Female trio triumphant


The Favourite  ★★★★

THE period drama has been a staple of film almost since the medium’s origin.

Since around the 1970s approaches have regularly ranged from the conventional to the obscure.

The latest attempt, The Favourite, is perfectly pitched between the two.

While it looks like a traditional treatment, with incredible attention to detail in custuming and design and a familiar tale of royal intrigue, the characters, script and presentation hark back to the more daring approaches of Ken Russell’s Women In Love, Stanley Kubrick’s Barry Lyndon and even avant garde master Peter Greenaway’s The Draughtsman’s Contract.

While I don’t believe The Favourite is ultimately in quite the same league, it skilfully presents a co-existence of high farce and cutting drama.

Greek director Yorgos Lanthimos follows up The Lobster and The Killing of a Scared Deer with his interpretation of Queen Anne’s reign over Britain for a short period of the early 18th Century.

Anne is an enigma – at times intelligent, wilful and forthright but at others spoiled, child-like and withdrawn, she is constantly prone to bouts of ill-health.

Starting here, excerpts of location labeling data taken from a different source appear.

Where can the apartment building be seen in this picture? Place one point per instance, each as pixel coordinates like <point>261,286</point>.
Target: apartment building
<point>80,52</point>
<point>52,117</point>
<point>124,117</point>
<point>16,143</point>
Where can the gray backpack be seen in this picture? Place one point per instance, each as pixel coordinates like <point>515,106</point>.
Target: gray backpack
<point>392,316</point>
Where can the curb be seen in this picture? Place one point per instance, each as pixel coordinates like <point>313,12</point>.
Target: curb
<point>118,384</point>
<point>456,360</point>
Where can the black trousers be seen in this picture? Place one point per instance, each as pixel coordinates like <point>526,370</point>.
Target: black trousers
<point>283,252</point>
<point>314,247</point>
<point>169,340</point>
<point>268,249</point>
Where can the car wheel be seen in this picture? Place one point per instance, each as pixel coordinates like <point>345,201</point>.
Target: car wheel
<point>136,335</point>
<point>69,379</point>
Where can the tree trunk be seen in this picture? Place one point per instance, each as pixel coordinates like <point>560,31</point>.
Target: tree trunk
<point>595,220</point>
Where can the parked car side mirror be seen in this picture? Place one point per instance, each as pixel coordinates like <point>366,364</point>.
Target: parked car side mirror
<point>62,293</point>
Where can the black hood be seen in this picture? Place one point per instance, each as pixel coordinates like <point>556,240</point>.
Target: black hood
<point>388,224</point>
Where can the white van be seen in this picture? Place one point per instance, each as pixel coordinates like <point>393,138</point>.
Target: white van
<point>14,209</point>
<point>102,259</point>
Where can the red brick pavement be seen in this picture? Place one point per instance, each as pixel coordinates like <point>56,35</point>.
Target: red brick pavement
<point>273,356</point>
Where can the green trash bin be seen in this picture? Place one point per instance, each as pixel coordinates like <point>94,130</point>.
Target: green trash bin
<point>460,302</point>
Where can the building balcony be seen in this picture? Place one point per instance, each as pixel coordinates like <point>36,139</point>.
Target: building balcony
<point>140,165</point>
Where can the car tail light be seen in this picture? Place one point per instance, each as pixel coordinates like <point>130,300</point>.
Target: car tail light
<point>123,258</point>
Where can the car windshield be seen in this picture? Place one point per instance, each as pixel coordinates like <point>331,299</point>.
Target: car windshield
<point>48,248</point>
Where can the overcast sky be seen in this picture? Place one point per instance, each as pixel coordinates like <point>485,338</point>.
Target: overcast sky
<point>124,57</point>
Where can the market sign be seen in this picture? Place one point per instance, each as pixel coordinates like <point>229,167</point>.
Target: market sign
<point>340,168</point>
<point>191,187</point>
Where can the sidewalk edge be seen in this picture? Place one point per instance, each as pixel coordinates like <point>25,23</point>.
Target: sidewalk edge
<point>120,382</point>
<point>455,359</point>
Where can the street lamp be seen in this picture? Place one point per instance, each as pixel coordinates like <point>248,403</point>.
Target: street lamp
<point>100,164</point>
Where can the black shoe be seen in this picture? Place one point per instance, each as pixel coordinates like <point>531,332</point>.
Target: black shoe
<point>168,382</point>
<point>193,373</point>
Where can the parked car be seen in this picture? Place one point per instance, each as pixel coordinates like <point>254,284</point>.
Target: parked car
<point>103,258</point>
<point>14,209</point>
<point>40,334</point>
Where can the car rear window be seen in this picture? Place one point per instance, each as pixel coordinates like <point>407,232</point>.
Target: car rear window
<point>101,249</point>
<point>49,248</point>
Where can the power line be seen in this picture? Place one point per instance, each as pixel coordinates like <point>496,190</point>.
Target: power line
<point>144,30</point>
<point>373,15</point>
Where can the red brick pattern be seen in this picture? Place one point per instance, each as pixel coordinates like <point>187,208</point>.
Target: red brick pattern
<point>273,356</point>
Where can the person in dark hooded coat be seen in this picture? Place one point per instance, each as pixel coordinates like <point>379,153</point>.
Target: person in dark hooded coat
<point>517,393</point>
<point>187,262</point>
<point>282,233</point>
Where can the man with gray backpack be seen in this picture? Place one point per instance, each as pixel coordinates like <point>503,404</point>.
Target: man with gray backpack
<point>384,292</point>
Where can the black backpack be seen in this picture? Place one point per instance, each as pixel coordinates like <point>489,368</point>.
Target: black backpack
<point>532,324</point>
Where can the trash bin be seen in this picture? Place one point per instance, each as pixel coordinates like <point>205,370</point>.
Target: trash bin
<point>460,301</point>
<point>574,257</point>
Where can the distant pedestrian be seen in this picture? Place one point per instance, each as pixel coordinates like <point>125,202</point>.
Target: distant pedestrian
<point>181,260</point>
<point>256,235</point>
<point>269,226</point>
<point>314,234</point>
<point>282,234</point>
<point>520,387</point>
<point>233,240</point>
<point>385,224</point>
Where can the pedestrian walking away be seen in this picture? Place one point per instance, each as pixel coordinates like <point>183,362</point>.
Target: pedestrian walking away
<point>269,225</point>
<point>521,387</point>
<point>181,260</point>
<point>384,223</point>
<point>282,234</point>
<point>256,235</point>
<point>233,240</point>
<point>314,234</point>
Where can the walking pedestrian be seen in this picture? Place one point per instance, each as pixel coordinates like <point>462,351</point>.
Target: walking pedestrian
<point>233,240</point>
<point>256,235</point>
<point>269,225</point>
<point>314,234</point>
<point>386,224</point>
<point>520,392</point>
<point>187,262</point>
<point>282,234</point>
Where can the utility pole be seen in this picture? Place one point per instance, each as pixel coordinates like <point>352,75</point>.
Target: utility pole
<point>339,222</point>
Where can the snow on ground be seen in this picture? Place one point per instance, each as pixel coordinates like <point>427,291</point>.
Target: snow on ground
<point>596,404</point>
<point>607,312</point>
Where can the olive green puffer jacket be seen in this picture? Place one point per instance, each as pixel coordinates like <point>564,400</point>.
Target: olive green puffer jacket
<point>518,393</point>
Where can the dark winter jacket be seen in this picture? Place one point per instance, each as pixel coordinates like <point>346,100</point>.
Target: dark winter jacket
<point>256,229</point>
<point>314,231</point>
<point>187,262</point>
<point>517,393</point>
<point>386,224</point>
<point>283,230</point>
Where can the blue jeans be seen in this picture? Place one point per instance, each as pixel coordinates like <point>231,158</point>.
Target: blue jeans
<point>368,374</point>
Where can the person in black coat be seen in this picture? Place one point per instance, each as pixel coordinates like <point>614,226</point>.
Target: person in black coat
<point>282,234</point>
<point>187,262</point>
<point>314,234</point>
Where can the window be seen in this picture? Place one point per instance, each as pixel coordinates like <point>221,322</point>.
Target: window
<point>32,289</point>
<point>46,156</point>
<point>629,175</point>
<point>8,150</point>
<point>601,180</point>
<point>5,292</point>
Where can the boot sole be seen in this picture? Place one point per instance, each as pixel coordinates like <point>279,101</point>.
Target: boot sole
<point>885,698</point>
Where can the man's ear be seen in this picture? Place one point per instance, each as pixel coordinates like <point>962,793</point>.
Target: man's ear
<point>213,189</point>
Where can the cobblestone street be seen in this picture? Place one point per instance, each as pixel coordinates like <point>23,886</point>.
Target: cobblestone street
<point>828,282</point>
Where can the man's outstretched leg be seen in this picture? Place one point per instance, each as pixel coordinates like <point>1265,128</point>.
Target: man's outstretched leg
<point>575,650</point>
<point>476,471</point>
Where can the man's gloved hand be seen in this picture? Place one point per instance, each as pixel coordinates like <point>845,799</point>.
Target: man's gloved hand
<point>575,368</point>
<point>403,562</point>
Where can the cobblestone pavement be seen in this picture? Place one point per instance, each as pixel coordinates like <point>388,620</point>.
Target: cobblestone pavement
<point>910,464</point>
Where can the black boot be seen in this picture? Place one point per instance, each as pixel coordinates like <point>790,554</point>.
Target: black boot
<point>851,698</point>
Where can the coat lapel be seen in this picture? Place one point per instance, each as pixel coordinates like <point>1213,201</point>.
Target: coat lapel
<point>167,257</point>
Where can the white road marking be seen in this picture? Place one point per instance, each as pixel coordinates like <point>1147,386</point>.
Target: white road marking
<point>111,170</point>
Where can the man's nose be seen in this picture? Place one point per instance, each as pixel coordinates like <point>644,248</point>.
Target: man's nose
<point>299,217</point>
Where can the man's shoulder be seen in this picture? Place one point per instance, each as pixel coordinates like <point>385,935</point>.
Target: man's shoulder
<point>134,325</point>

Her mental state is also fractured, caused in no small way to the fact she has been pregnant 17 times but has lost 12 children to miscarriage or still-birth and the others in their infancy.

When we meet the Queen she is suffering from gout and reliant on her right-hand woman, Lady Sarah, to keep the affairs of State running.

Lady Sarah sometimes lets the responsibility get ahead of her and this leads to occasional disputes with Queen Anne amid the political machinations of the time.

Enter a new servant, Abigail, who was previously a Lady herself but lost everything due to her husband’s failings. She returns determined to win favour in the Queen’s Court and return to her former stature.

If this means going head-to-head in a psychological war with Lady Sarah for Queen Anne’s affections then so be it.

The scene is set for a deliciously black drama with constant absurdist comedy keeping the narrative balanced and the audience constantly guessing how the story will unfold.

This makes for terrific scenes that can start with moments of laugh-out comedy but quickly transcend into equally dramatic exchanges.

It’s a wonderful script, initially written by Deborah Davis 20 years ago and finally co-written by Australian Tony McNamara who has worked previously on some of our most popular relationship-based television series, including The Secret Life of Us, Love My Way and Offspring.

It’s brought to life by a trio of great actresses – Olivia Colman as Queen Anne, Rachel Weisz as Lady Sarah and Emma Stone as Abigail – who again demonstrate their incredible range.

If your taste in period drama runs mostly to the conventional, The Favourite may not be to your taste – characters in ways that arent necesssarily of the time and there are many gaps in the historical narrative.

As the occasional fish-eye lenswork alludes to, this is a distorted view of history but it’s also a terrifically entertaining one.